3
votes

I do not understand how an xml validator ("schema aware processor" as the w3c refers to it) knows where to find the schema instance in a typical external reference to an xsd from within an xml document.

Here's a typical declaration:

<root xmlns="www.example.org"
      xmlns:xsi="http://www.w3.org/2001/XMLSchema-instance"
      xsi:schemaLocation="www.example.org" "http://example.org/schemas/schema1.xsd">
  <foo>some data</foo>
</root>
  1. we declare the default namespace for the root element and all its children to be "www.example.org"

  2. we bind the name/prefix "xsi" to the namespace "http://www.w3.org/2001/XMLSchema-instance".

  3. If I am understanding correctly (which is evidently not the case!), it is the information within the actual resource that the xsi namespace refers to that allows the validator to know that schemaLocation (in the following line) is a legitimate attribute of the xsi ("http://www.w3.org/2001/XMLSchema-instance") namespace itself.
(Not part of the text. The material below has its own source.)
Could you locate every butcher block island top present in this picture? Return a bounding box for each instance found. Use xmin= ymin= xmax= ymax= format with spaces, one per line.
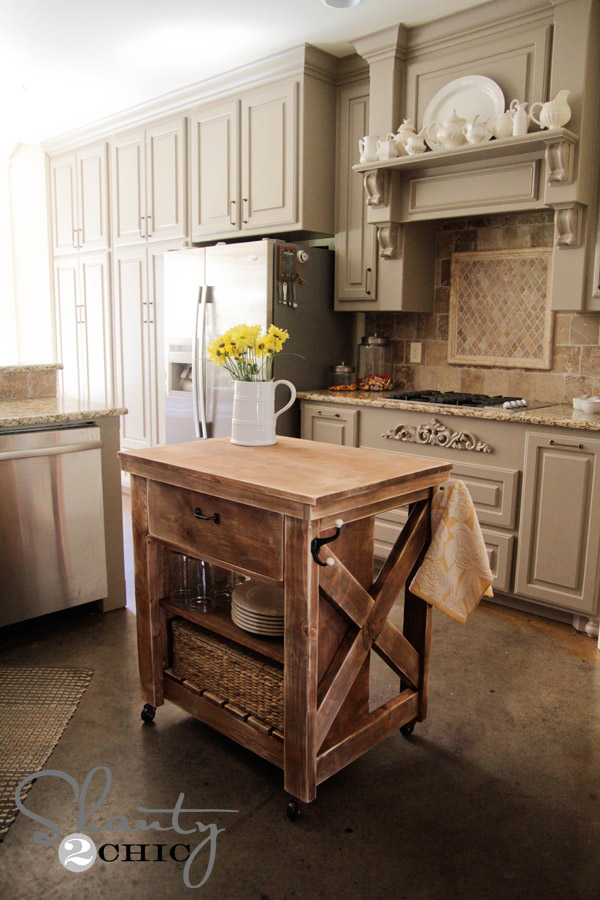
xmin=120 ymin=437 xmax=452 ymax=812
xmin=119 ymin=435 xmax=451 ymax=519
But a namespace is not a location (URI), so how does the parser know where to go to determine whether schemaLocation is in fact an attribute defined in the "http://www.w3.org/2001/XMLSchema-instance" namespace?

2
for "w3.org/2001/XMLSchema-instance" the answer is simple: namespace==schemaLocation :)), so case of xsi, you are not right! (see: stackoverflow.com/q/17094247/592355) ..you can also verify by downloading (the document) from this url...xerx593
...and your syntax is somewhat wrong(invalid!): it should be xsi:schemaLocation="www.example.org http://example.org/schemas/schema1.xsd" ..not xsi:schemaLocation="www.example.org" "http://example.org/schemas/schema1.xsd"xerx593
also possible/valid: xsi:schemaLocation="www.example.org http://example.org/schemas/schema1.xsd http://www.w3.org/2001/XMLSchema-instance http://www.w3.org/2001/XMLSchema-instance" ;)xerx593

2 Answers

0
votes

The validator has the schema for that namespace built in. The XML Schema definition spec section 2.7 Schema-Related Markup in Documents Being Validated says:

XML Schema Definition Language: Structures defines several attributes for direct use in any XML documents. These attributes are in the schema instance namespace (http://www.w3.org/2001/XMLSchema-instance) described in The Schema Instance Namespace (xsi) (§1.3.1.2) above. All schema processors must have appropriate attribute declarations for these attributes built in, see Attribute Declaration for the 'type' attribute (§3.2.7.1), Attribute Declaration for the 'nil' attribute (§3.2.7.2), Attribute Declaration for the 'schemaLocation' attribute (§3.2.7.3) and Attribute Declaration for the 'noNamespaceSchemaLocation' attribute (§3.2.7.4).

0
votes

how does the parser know where to go to determine whether schemaLocation is in fact an attribute defined in the "http://www.w3.org/2001/XMLSchema-instance" namespace?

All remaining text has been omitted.